VWO is the Vanguard Emerging markets stock fund. This is a good time to share another economic lesson about investing: IT IS VERY IMPORTANT TO OWN STOCKS IN COUNTRIES THAT ARE NOT THE US! Again it’s about diversification. You should be fully aware that emerging markets can be extremely volatile, so if you don’t want to go this route, you can get foreign exposure from more established countries through the next fund I discuss. However, emerging markets are overall less correlated with the U.S. Stock Market than developed European markets so that is something to consider. Also, if you want higher returns, you’re going to have to bear more risk and so if you have a long-time horizon, this is a very good thing to have.

Finally VEA is an index of developed foreign countries. Sort of like VTI but for Europe and Japan and such.

The final question is how to decide what percentage of your portfolio to put in each of these investments. For 99% of the population, the book A Random Walk Down Wall Street by Burton Malkiel is the best book on investing our there.
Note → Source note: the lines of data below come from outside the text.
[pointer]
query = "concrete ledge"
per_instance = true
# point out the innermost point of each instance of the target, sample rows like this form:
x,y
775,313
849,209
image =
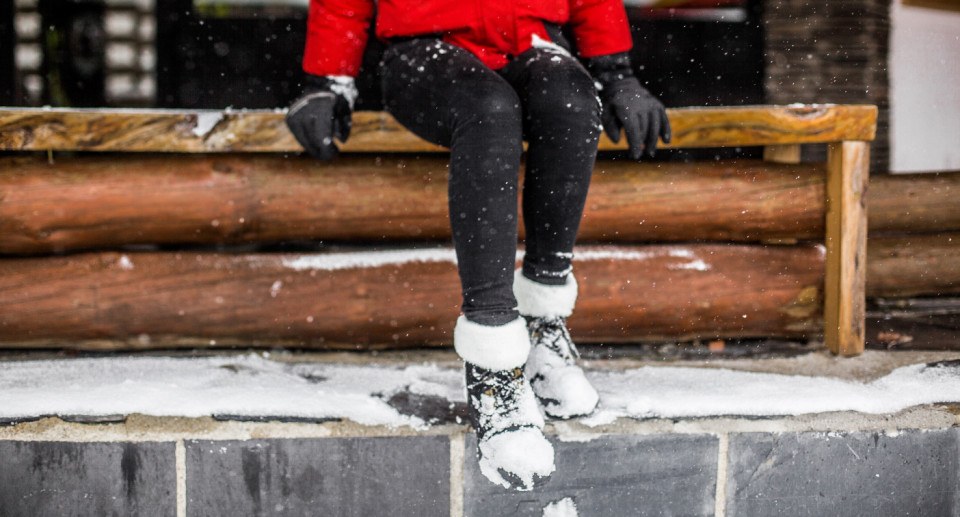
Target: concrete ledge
x,y
825,464
836,463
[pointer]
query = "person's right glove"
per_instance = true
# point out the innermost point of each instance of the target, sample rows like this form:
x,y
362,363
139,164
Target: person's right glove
x,y
628,105
322,112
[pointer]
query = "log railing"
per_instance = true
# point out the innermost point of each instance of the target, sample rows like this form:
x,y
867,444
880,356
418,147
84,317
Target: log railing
x,y
94,202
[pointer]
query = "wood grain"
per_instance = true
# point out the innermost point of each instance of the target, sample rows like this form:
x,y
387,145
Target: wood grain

Yes, yes, I’m very familiar with the work on inefficient markets, and I’ll talk more about that later, but really even if you don’t fully agree with him, his allocation advice is great.
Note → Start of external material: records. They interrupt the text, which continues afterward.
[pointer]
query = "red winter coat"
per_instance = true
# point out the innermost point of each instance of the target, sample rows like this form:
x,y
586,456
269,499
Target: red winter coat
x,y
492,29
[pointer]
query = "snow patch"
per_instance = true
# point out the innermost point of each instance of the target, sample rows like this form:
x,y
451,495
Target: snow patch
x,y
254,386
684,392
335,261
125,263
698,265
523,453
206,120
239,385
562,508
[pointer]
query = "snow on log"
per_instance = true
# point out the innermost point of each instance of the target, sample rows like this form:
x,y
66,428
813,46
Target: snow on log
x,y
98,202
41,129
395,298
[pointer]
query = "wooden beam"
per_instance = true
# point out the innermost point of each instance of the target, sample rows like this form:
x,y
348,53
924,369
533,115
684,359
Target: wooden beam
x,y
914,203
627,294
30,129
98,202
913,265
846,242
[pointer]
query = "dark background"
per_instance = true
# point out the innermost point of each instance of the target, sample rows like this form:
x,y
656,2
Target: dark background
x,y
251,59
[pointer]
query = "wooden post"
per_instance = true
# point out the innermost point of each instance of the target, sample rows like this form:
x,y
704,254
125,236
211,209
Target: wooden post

However, to summarize the issue, your allocation decision depends on how much risk you want to take and how long you’re investing for. Personally, I don’t think people in their 20s-30s should hold U.S. bonds. We have a long time horizon to recoup our investments and I personally like a nice risky portfolio. But for instance a 20-30 year old COULD, (this is not should-I’ll have to explain later what theory suggests you should do but it adds unnecessary complication) do something like options (1) or (2):

Fund Option 1 Option 2
TIP 0% 10%
VTI 45% 45%
VWO 20% 15%
VEA 35% 30%

 

These percentages are pretty arbitrary, but my purpose in showing you this is just to show an example and to indicate that it’s more important just to pick some percentages based on the relative riskiness of the asset and go with it. You may ask, are these percentages how I personally invest and the answer is NO! I have a much riskier investment profile which will have to be discussed in a different post. But it still relies only on passively-managed index funds and ETFs!!!!! This is the key lesson no matter what you do.
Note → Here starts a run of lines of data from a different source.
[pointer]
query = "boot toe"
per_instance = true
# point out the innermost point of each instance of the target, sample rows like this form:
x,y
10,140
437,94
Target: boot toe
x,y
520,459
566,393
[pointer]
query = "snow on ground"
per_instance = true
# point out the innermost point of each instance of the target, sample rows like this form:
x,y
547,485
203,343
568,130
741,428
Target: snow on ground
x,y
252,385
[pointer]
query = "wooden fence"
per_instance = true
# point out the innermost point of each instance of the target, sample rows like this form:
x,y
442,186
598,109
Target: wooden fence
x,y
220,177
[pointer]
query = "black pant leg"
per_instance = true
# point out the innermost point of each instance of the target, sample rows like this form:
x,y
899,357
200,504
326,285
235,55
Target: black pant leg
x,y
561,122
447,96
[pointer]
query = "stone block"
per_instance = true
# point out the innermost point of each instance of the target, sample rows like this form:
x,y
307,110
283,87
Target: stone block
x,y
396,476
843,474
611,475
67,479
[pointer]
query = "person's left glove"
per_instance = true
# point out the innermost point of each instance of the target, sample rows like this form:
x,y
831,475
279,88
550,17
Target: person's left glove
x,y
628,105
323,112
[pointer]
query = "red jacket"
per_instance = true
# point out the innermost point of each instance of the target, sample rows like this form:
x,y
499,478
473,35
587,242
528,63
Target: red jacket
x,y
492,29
If you’re nervous about this, you may want to talk to your financial advisor to establish the exact percentages…they should have software that will help. Also, if you’re a little off it doesn’t really matter. This part is something of an art and it’s more important that you invest this way than getting the percentage exactly right. If you aren’t currently investing in index funds or ETFs like the ones above, then I can almost assure you that you’re probably nowhere near the allocations you should have unless you’re very sophisticated and in that case you must be really bored by now. So don’t worry about screwing up the percentages!

Wow. So this post has already gotten very long, and I haven’t even gotten through half of what I’d hoped to, but I think this is enough for today. But just to explain a bit why there’s more, I described this as 90% optimal above. Financial economics is one of my passions so while the remaining half of what I have to say is far less important, it is more involved from an economics standpoint…though still quite simple in practice…it really just takes a bit more explaining.